A volte, persino ottenere l’iscrizione a una gara può essere una battaglia. Le categorie di partecipazione non sempre prevedono la presenza di atleti in carrozzina, e se non si rientra in categorie specifiche si rischia di essere esclusi. Per questo è fondamentale che gli organizzatori inizino a pensare in modo più ampio, integrando davvero tutti gli atleti senza creare separazioni inutili.
Eppure, ci sono momenti in cui mi rendo conto che qualcosa sta cambiando. Quando vedo il pubblico incitarmi come qualsiasi altro atleta, quando ricevo un cinque da un runner che mi supera o quando sento di aver ispirato qualcuno a non arrendersi, capisco che la mia corsa non è solo mia.
L’importanza della visibilità
Una delle ragioni per cui corro è dare visibilità a chi, come me, vuole praticare sport senza sentirsi un’eccezione. Troppo spesso gli sport paralimpici vengono relegati in spazi separati, come se fossero un’altra realtà rispetto allo sport “normale”. Ma io non voglio essere considerato un atleta speciale: voglio solo essere un atleta. Ecco perché partecipo alle gare con un pettorale normale, senza corsie preferenziali o categorie separate.

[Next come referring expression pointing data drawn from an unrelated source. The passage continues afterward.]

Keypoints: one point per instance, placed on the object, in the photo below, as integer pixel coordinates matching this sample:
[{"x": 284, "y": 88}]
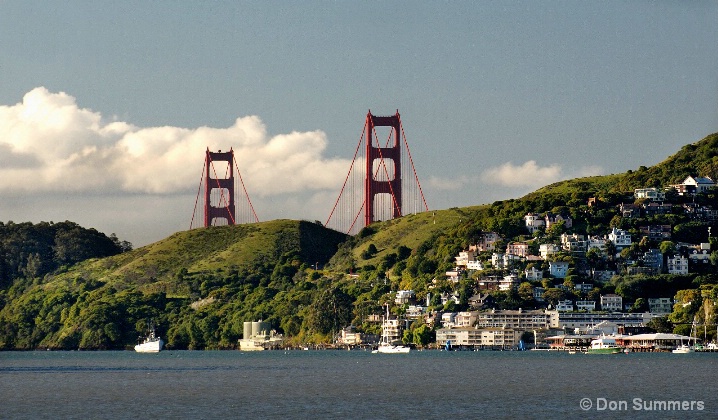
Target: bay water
[{"x": 356, "y": 384}]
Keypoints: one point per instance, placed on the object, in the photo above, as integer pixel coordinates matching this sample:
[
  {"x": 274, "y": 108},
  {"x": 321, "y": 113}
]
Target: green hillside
[{"x": 308, "y": 281}]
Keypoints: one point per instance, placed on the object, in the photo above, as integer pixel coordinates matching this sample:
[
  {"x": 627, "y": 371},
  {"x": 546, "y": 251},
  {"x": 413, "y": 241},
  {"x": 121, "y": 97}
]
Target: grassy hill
[{"x": 201, "y": 285}]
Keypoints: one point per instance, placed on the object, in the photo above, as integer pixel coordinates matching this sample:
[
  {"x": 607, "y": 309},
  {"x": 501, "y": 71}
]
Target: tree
[
  {"x": 667, "y": 248},
  {"x": 552, "y": 296},
  {"x": 423, "y": 335},
  {"x": 661, "y": 324}
]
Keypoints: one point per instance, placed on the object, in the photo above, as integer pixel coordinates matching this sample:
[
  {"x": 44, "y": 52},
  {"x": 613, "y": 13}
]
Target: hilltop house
[
  {"x": 660, "y": 305},
  {"x": 694, "y": 185},
  {"x": 620, "y": 238},
  {"x": 653, "y": 194},
  {"x": 611, "y": 303},
  {"x": 534, "y": 222},
  {"x": 558, "y": 269},
  {"x": 551, "y": 219},
  {"x": 677, "y": 264},
  {"x": 488, "y": 239},
  {"x": 520, "y": 249}
]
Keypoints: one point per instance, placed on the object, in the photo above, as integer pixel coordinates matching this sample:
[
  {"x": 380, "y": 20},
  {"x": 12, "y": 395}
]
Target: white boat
[
  {"x": 385, "y": 346},
  {"x": 149, "y": 344},
  {"x": 604, "y": 345},
  {"x": 687, "y": 348},
  {"x": 683, "y": 348}
]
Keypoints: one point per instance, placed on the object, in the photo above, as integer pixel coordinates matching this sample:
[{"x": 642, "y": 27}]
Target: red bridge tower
[{"x": 381, "y": 178}]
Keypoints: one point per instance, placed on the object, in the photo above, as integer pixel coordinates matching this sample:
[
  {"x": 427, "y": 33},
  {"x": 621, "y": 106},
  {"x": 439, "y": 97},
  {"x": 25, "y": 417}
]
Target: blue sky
[{"x": 106, "y": 107}]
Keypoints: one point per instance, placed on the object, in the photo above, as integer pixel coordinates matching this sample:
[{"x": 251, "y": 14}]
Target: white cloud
[
  {"x": 49, "y": 143},
  {"x": 451, "y": 184},
  {"x": 527, "y": 175},
  {"x": 531, "y": 175}
]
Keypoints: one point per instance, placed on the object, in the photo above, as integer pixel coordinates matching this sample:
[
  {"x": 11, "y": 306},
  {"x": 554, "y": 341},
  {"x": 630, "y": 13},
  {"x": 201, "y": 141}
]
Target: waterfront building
[
  {"x": 558, "y": 269},
  {"x": 524, "y": 320},
  {"x": 662, "y": 306},
  {"x": 611, "y": 303},
  {"x": 677, "y": 264},
  {"x": 653, "y": 194},
  {"x": 586, "y": 320},
  {"x": 586, "y": 305},
  {"x": 620, "y": 238},
  {"x": 477, "y": 338},
  {"x": 534, "y": 222},
  {"x": 548, "y": 249},
  {"x": 564, "y": 305},
  {"x": 533, "y": 273}
]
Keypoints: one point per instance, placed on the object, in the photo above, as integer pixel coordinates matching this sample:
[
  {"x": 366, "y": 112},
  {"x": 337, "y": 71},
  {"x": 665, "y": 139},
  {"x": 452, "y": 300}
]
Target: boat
[
  {"x": 385, "y": 346},
  {"x": 604, "y": 345},
  {"x": 259, "y": 336},
  {"x": 683, "y": 348},
  {"x": 151, "y": 343},
  {"x": 687, "y": 348}
]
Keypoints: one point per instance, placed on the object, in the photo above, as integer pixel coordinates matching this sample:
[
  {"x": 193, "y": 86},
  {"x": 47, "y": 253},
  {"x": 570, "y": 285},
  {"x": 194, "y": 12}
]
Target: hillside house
[
  {"x": 520, "y": 249},
  {"x": 653, "y": 258},
  {"x": 533, "y": 274},
  {"x": 548, "y": 249},
  {"x": 655, "y": 209},
  {"x": 611, "y": 303},
  {"x": 488, "y": 239},
  {"x": 630, "y": 210},
  {"x": 404, "y": 296},
  {"x": 677, "y": 264},
  {"x": 701, "y": 213},
  {"x": 586, "y": 305},
  {"x": 595, "y": 242},
  {"x": 602, "y": 276},
  {"x": 551, "y": 219},
  {"x": 481, "y": 300},
  {"x": 620, "y": 238},
  {"x": 694, "y": 185},
  {"x": 509, "y": 282},
  {"x": 534, "y": 222},
  {"x": 564, "y": 306},
  {"x": 653, "y": 194},
  {"x": 558, "y": 269},
  {"x": 660, "y": 305},
  {"x": 465, "y": 257},
  {"x": 656, "y": 232},
  {"x": 700, "y": 255}
]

Correre alla pari con gli altri è una battaglia che combatto con il mio stesso movimento, metro dopo metro, gara dopo gara. Non si tratta solo di dimostrare qualcosa a chi guarda, ma di affermare con i fatti che non ci sono barriere che non si possano abbattere.
Il futuro della corsa inclusiva
Sogno un futuro in cui non ci sia bisogno di parlare di inclusione nello sport, perché sarà un dato di fatto. Un futuro in cui ogni gara sarà progettata tenendo conto di tutti i partecipanti, senza distinzioni. Nel frattempo, continuo a correre, a spingere le ruote della mia carrozzina con la stessa determinazione con cui tanti atleti sollevano le loro gambe per superare la fatica.
E ogni volta che attraverso il traguardo, porto con me un messaggio: la corsa non è questione di gambe, ma di cuore. E il cuore, quello, non conosce barriere.